Дело в том, что я, сколь бы ни был я убеждён в правоте моей точки зрения, в принципе допускаю всё же возможность её изменения. Хотя мне, такому, каков я есть сейчас, кажется весьма маловероятным, что я когда-либо смогу перейти на позиции человека верующего, тем не менее я на 100 % не могу отвергнуть этой возможности. Мало ли как может сложиться дальнейшая моя судьба, мало ли как могут меняться убеждения и воззрения! Основой для этого является ясное понимание чисто человеческой природы любых воззрений, любой позиции, понимание их неабсолютности. Поэтому, как я ни убеждён в своей правоте, как я ни возражаю на аргументы оппонентов, я всё же откладываю их где-то в запасниках памяти и когда-либо (почему бы и нет?) они могут сработать.
Иное дело Сергей Алексеевич и его друзья. Будучи людьми религиозными, они убеждены в абсолютности своих точек зрения. Они убеждены, что обрели ту высокую ценность, о которой писал в своей статье Аверинцев, столь сочувственно цитируемый энергичной знакомой Сергея Алексеевича. Обретя Бога, они не мыслят возможности (хотя бы минимальной) перехода на иные позиции. Поэтому с их стороны наш спор — никогда не диалог, а всегда лишь монолог, проповедь, хотя они это и отрицают. Субъективно, может быть, никто из них и не стремится «обратить меня в свою веру», но объективно убеждённость в обладании высшими ценностями, в обладании абсолютом, лишает дискуссию необходимого условия — презумпции возможности изменения собственной позиции.

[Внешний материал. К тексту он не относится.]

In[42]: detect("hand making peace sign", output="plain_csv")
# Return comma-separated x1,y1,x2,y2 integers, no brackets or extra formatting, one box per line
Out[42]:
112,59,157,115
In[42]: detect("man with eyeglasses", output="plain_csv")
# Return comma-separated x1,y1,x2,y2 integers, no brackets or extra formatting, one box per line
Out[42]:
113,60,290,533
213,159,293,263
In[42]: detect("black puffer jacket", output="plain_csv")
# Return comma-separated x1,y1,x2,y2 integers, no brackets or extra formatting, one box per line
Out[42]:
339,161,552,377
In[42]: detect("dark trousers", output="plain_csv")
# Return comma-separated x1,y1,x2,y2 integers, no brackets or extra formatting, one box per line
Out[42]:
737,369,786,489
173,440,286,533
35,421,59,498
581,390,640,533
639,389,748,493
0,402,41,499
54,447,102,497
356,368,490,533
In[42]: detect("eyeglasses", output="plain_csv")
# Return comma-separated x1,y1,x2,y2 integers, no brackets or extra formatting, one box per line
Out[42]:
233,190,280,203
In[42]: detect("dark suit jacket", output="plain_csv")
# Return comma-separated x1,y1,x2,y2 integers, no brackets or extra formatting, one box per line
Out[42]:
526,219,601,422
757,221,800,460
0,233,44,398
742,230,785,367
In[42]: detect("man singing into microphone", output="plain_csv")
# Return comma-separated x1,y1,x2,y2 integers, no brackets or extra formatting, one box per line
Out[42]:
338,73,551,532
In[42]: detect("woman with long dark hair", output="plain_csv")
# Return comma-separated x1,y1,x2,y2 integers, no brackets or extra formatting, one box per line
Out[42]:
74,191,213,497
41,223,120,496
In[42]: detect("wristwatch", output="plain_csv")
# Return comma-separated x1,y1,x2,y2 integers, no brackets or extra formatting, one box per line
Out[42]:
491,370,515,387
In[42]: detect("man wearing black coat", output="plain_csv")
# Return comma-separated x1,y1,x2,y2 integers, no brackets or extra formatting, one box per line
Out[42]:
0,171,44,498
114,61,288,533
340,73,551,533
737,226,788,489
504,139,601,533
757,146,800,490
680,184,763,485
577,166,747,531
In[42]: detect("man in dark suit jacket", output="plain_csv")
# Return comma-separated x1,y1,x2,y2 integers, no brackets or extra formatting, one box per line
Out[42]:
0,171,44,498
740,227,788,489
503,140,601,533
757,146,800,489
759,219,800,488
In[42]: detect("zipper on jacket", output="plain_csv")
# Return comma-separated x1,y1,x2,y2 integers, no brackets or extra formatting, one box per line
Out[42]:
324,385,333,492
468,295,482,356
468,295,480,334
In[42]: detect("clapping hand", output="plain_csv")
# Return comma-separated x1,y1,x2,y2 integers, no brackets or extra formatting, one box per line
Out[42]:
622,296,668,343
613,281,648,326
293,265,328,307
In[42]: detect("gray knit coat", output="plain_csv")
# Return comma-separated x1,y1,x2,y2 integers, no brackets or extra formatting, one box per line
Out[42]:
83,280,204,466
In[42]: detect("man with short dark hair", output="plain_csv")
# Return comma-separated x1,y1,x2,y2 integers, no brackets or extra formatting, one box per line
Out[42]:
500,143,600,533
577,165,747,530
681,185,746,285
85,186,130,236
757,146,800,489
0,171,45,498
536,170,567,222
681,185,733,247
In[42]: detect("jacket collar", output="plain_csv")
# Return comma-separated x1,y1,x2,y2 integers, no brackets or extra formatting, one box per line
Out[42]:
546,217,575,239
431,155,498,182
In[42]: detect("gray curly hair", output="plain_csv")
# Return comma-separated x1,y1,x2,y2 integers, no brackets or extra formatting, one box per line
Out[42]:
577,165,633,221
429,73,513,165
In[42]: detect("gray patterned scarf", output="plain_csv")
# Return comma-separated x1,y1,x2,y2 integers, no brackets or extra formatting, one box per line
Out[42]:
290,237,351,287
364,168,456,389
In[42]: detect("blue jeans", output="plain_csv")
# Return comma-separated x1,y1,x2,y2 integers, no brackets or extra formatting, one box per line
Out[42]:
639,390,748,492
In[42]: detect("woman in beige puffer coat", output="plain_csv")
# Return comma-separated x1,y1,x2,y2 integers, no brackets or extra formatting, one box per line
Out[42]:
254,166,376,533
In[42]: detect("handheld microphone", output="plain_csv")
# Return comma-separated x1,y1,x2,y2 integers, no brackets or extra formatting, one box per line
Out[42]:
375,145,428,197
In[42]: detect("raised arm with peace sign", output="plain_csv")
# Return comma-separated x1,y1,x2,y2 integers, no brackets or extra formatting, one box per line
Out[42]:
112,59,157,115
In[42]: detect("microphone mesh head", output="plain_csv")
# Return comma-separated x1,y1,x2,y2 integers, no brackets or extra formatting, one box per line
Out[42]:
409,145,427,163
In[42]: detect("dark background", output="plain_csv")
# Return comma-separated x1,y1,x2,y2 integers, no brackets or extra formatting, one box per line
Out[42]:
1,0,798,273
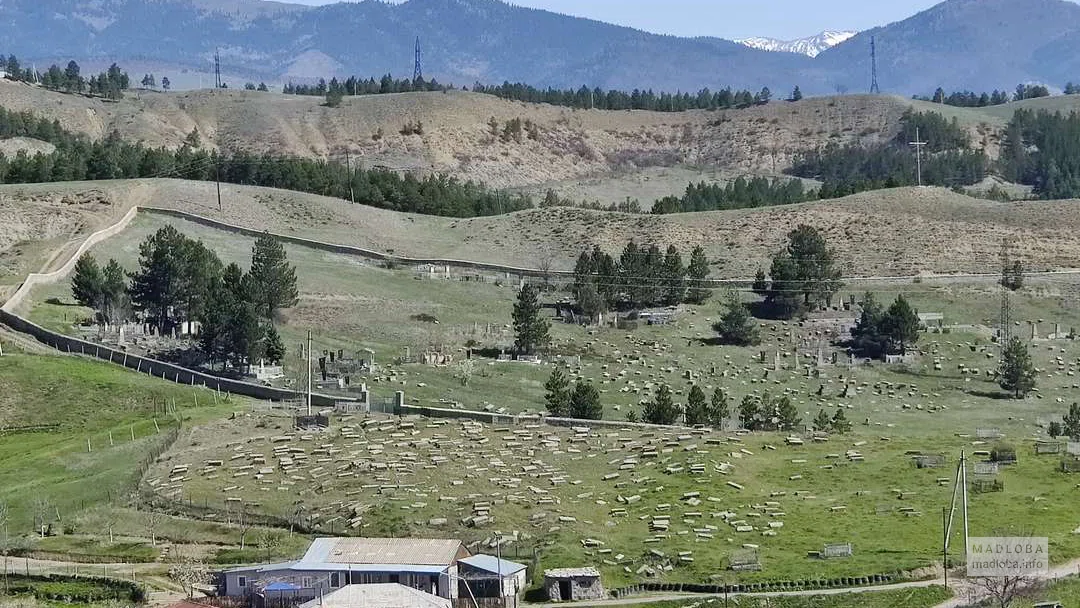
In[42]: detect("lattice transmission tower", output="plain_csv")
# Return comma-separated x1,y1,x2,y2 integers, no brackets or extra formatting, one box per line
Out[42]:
870,36,880,94
413,37,423,81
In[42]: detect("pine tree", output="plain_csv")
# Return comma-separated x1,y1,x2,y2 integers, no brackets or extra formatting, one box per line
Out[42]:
1048,421,1063,438
685,246,710,304
129,225,188,333
767,251,802,318
715,291,760,346
263,325,286,363
543,368,571,417
248,232,298,320
751,268,768,295
661,245,686,305
684,385,708,426
882,295,920,355
708,387,730,429
790,86,803,102
831,408,852,434
739,394,761,430
71,253,102,308
813,408,831,432
642,384,681,426
1063,402,1080,440
999,337,1037,398
775,395,801,431
99,258,130,324
568,381,603,420
512,283,550,355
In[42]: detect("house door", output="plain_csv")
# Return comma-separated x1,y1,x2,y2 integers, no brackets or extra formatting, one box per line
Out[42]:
559,580,572,600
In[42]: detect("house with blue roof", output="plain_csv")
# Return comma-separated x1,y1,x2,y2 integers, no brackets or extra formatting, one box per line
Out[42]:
223,537,469,601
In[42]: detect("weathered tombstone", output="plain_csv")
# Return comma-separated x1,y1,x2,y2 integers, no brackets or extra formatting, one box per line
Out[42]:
823,543,853,559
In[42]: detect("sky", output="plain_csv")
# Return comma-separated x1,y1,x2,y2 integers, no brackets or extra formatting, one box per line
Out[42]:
281,0,955,40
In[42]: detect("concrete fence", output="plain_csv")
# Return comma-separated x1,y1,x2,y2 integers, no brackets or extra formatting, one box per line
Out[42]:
0,307,351,407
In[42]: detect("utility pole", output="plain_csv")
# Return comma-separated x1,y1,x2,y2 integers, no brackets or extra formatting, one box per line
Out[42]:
345,150,355,204
909,126,927,186
306,330,312,416
215,157,223,213
960,450,969,562
999,238,1014,356
942,506,948,589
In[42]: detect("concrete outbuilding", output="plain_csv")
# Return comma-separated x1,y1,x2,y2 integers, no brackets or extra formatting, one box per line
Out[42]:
543,567,604,602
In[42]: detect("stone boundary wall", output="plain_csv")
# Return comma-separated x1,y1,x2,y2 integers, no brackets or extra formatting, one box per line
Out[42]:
0,308,351,407
1,205,140,313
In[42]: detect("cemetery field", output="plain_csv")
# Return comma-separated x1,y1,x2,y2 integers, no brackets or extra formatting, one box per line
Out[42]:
149,406,1080,590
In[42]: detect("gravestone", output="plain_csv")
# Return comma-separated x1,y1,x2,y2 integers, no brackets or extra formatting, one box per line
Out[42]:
822,543,853,559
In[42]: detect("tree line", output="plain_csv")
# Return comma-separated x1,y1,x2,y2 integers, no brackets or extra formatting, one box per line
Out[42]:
1000,108,1080,199
2,54,132,100
71,226,296,373
0,106,531,217
571,242,711,319
470,82,773,112
915,88,1011,107
283,74,450,97
651,177,813,214
787,110,990,197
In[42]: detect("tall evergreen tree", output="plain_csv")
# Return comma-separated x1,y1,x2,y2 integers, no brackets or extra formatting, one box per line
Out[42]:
715,291,760,346
882,295,920,355
512,284,550,355
813,408,832,432
999,337,1037,398
708,387,730,429
248,232,298,320
738,394,761,430
767,251,802,319
263,325,286,364
684,385,708,426
831,408,852,434
99,258,130,324
129,225,188,333
543,368,572,417
1063,402,1080,440
71,253,102,308
774,395,801,431
568,381,603,420
685,246,710,304
642,384,681,426
661,245,686,306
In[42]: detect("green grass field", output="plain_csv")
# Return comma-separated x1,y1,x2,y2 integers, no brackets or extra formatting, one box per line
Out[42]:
630,586,951,608
0,351,242,534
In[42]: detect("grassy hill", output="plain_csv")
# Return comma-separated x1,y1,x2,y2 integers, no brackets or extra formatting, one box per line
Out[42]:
0,83,917,197
3,180,1080,291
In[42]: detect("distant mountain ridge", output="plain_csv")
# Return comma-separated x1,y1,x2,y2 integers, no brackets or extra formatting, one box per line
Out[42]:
736,31,857,58
2,0,1080,95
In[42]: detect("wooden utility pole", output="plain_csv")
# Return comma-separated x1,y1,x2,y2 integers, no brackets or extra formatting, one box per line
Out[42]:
215,158,223,213
345,150,355,204
306,330,312,416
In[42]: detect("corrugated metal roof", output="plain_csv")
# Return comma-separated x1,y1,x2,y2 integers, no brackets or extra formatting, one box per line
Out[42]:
298,584,450,608
302,537,463,567
459,555,527,575
225,561,299,574
544,567,601,578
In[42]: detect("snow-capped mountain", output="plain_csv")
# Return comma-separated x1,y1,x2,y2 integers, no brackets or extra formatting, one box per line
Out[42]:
736,30,857,58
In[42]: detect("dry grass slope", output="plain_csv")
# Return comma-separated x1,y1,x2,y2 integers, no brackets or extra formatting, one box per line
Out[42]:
2,180,1080,285
0,82,913,190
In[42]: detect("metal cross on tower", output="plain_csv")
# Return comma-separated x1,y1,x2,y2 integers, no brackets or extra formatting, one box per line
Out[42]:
413,37,423,81
909,127,927,186
870,36,880,94
214,49,222,89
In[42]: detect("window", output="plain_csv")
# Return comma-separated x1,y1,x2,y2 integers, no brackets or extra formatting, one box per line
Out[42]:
330,573,341,588
237,576,247,589
301,577,313,589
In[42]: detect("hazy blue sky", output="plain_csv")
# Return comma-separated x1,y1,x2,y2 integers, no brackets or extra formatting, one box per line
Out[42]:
284,0,958,40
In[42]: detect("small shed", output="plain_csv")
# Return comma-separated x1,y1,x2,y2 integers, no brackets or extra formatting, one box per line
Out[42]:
457,555,527,599
543,567,604,602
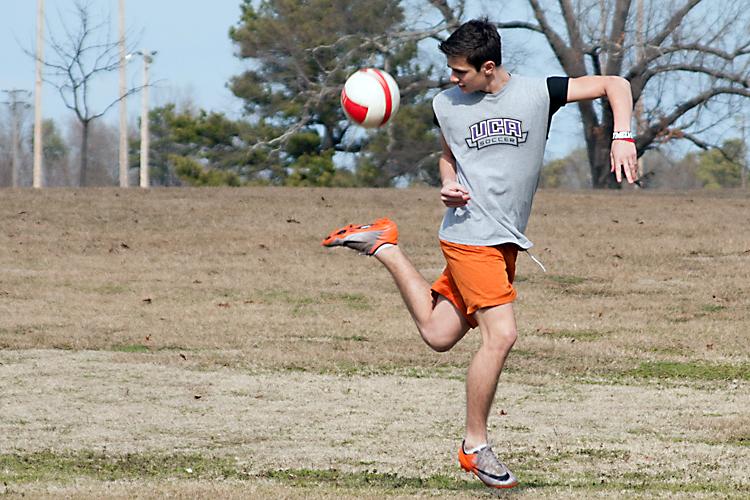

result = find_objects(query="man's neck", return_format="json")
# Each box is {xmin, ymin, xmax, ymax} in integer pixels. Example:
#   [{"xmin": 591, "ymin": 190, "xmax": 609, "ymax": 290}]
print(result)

Если ещё на позиции абсолюта стоит Сергей Алексеевич, то по крайней мере он, оставаясь непоколебимым сам, признаёт за другими право на иную точку зрения, хотя это его и огорчает. Но уже несколько иной, видимо, человек, один из друзей Сергея Алексеевича, смотрит на вещи по-иному. Вот, пожалуйста, что он пишет: «Вне религии говорить, спорить о чем-либо, в сущности, по большому счёту говоря, не о чем». «Серьезность, искренность, честность души — только этим религиозным проблемам и предназначены». «Позиция неверия не позволяет быть внутри неё искренним, честным, последовательным, определенным…»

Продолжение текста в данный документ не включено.